In the book probability theory and random processes by Grimmet, I don't understand the last line of the proof of the probability that the first time that a random walk hits the number $b$.
I don't understand the last step where he shows that the line above is equals to $\frac{b}{n}P(S_n=b)$. the result is the same as the probability of getting to $b$ without revisiting the origin.

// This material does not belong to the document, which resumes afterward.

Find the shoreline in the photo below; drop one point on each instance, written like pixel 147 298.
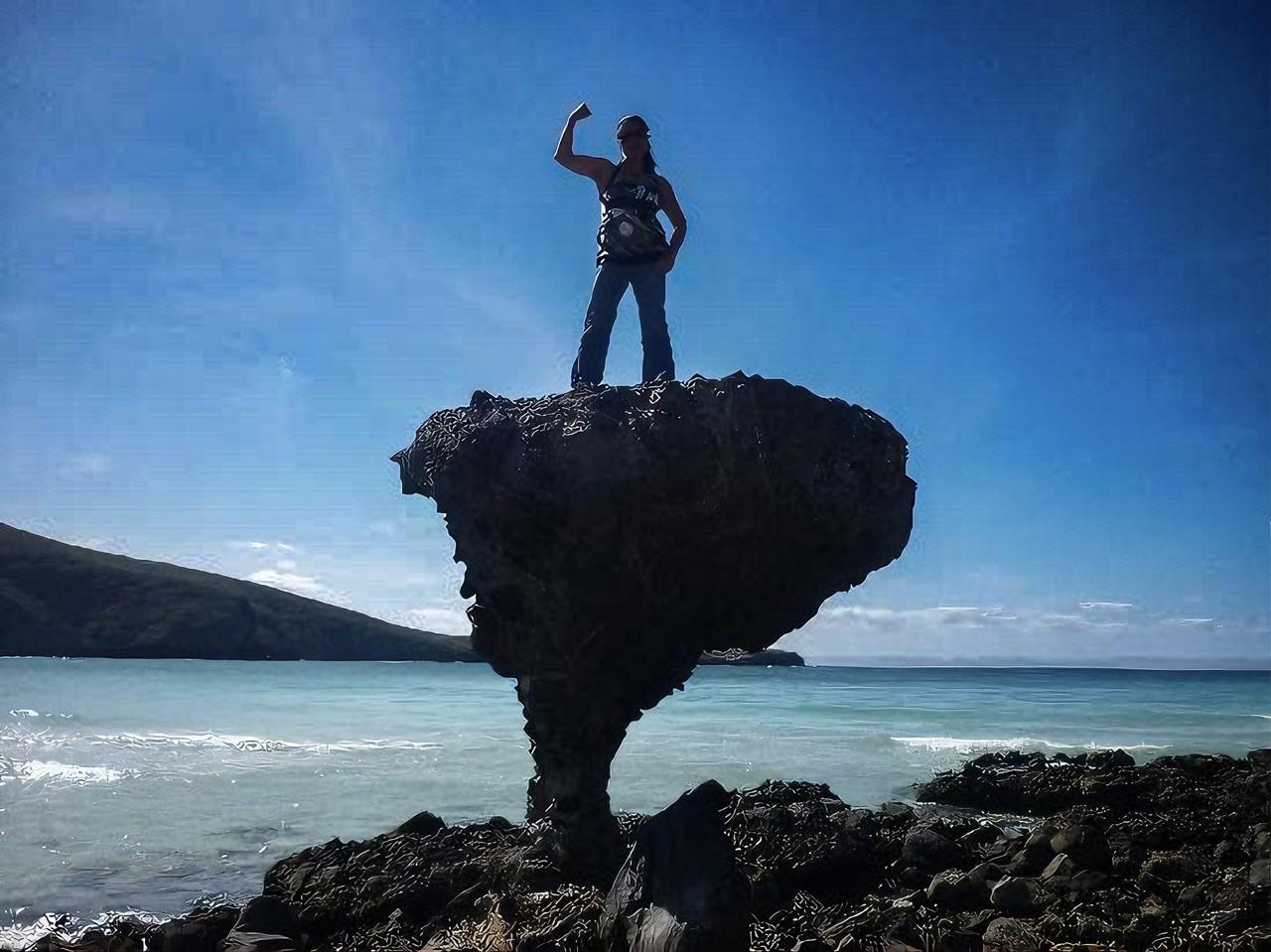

Here is the definition of $M_n$
We have $$ \mathbb{P} (S_k=x) = \binom{ k}{ \frac {k+x}{2} }p^\frac {k+x}{2}q^{k-\frac {k+x}{2}}, $$ so \begin{alignat*}{2} f_b(n) & = \binom{n-1}{\frac{n-1+b-1}{2}}p^{\frac{n-1+b-1}{2}+1}q^{\frac{n-1-b+1}{2}}-\binom{n-1}{\frac{n-1+b+1}{2}}p^{\frac{n-1+b+1}{2}}q^{\frac{n-1-b-1}{2}+1}\\ & = \left[\binom{n-1}{\frac{n+b}{2}-1}-\binom{n-1}{\frac{n+b}{2}}\right]p^{\frac{n+b}{2}}q^{\frac{n-b}{2}}\\ & = \left[ \frac{(n-1)!}{\left(\frac{n+b}{2}-1\right)!\left(\frac{n-b}{2}\right)!} - \frac{(n-1)!}{\left(\frac{n+b}{2}\right)!\left(\frac{n-b}{2}-1\right)!} \right]p^{\frac{n+b}{2}}q^{\frac{n-b}{2}}\\ & = \frac{(n-1)!}{\left(\frac{n-b}{2}\right)!\left(\frac{n+b}{2}\right)!}\left[\frac{n+b}{2}-\frac{n-b}{2}\right]p^{\frac{n+b}{2}}q^{\frac{n-b}{2}}\\ & = \frac{b}{n}\mathbb{P}(S_n = b). \end{alignat*}